At the moment, I hold just under 30 listed companies and 4 investment trust/collective investment vehicles. I manage these through the following process;

Monthly Review

Financial information for a portfolio doesn’t change ‘wholesale’ but is more of a gradual process. I set a date once a month to undertake a ‘portfolio review’ where I check each company’s finances and progress, and make a decision to buy, hold or sell. Don’t ‘ignore’ a bad trend and don’t ‘pretend’ to have made a decision by doing nothing. If you want to hold, make it a conscious decision – don’t just do it by default of taking no other action.

  1. Check for quality. If I’ve already made the decision to buy this company then I want to see them growing revenues and profits, reducing debt (if they have any), and hopefully increasing their dividends. I generally look to see this trend over 2-3 years as a minimum – if a company falters, then it’s not an automatic ‘sell’ signal.
  2. Check for value. Just because a company was good value when I bought it, it doesn’t mean it still is now. If a company quadruples it’s share price in 6 months without quadrupling revenues and profits, it’s P/E value will shoot through the roof. I’m averse to holding companies on a p/e of more than 20 (not an absolute rule, but a guide) and anything with a yield lower than 2%.
  3. Compare against other options. What else do I hold that might be a better investment? Is there anything in the market that I’m watching and want to move into?

On-going research

I register to receive company updates directly as soon as I invest. The first thing I do in the morning is to review any news, financial forecasts or trading updates on the way to the office. This supports my understanding of my investments and helps me to evaluate if any of my companies should be sold or added to. Sadly, some company updates are a little less understandable than others but I always persevere and keep going over them until I’m sure I understand what is being said.

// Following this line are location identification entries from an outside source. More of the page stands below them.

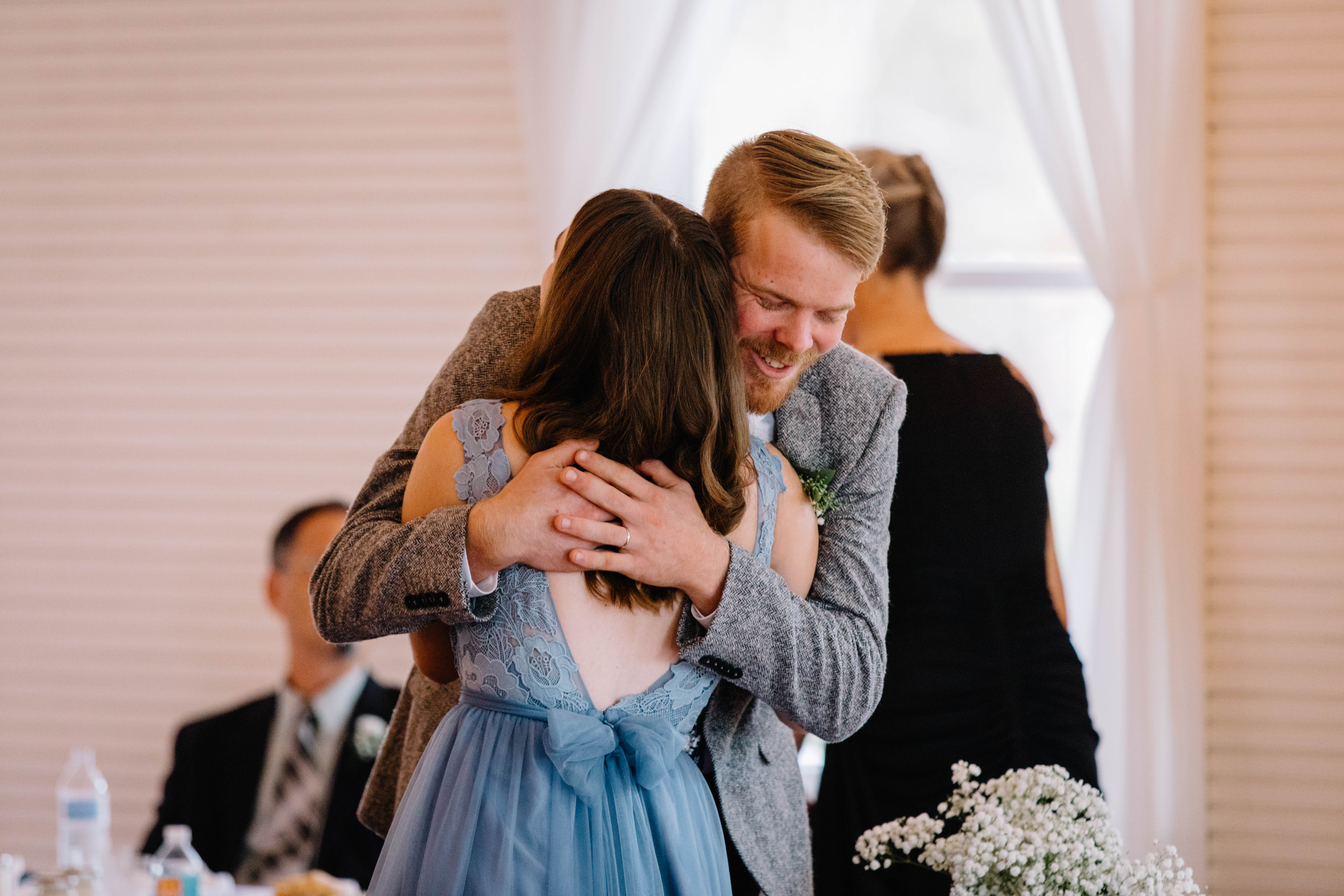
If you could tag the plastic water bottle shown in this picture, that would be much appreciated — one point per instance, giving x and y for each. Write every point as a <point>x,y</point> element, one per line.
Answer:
<point>177,867</point>
<point>84,815</point>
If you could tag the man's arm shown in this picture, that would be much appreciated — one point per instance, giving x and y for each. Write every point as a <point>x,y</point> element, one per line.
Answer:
<point>819,663</point>
<point>381,577</point>
<point>179,792</point>
<point>822,661</point>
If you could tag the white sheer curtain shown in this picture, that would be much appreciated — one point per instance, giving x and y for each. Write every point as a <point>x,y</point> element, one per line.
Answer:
<point>607,91</point>
<point>1113,96</point>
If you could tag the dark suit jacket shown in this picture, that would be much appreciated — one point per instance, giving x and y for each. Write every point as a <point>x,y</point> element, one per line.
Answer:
<point>216,773</point>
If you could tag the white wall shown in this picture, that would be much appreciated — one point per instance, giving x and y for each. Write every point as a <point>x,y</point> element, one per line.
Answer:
<point>237,240</point>
<point>1276,428</point>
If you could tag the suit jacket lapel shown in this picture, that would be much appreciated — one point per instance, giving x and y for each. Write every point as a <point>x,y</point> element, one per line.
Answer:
<point>248,762</point>
<point>350,778</point>
<point>798,430</point>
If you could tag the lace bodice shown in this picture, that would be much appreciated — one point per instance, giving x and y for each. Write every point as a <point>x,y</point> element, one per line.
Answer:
<point>521,655</point>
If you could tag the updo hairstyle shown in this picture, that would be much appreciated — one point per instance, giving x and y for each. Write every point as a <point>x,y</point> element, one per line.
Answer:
<point>917,221</point>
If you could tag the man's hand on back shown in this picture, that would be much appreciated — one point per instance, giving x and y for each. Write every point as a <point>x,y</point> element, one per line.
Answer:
<point>670,543</point>
<point>518,526</point>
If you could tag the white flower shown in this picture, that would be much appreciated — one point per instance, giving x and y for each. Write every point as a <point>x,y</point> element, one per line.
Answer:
<point>1033,832</point>
<point>370,733</point>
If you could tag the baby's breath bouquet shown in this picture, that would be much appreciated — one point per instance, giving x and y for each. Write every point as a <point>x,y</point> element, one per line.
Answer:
<point>1034,832</point>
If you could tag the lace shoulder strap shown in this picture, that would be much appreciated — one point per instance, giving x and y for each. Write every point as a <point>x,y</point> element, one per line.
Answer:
<point>769,488</point>
<point>480,426</point>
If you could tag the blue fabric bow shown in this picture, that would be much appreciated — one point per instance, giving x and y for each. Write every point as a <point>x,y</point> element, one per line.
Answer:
<point>580,745</point>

I also have a ‘watchlist’ of companies I’m considering investing in and like to really understand them in-depth before making a decision. I want to understand the following issues to determine if they paint a positive picture. If they don’t, I’ll immediately reject the company – no point wasting time thinking about sub-optimal companies.

  1. What they do
  2. How they make money
  3. How they use debt
  4. Their valuation
  5. Any potential risks
  6. Trading history
  7. Brand perception
  8. Leadership team credibility

Both of these steps require something I fear a lot of amateur investors shy away from because they’re hard work. It’s much more fun to watch a film, play a video game, or go for a pint than spend a few hours a week pouring over trading updates and this is one of the key reasons I feel so comfortable ‘holding’ through market volatility.

By building a really detailed understanding of your companies, their strategy and most importantly their financial resilience, it’s far, far easier to hold through temporary market panics and routs.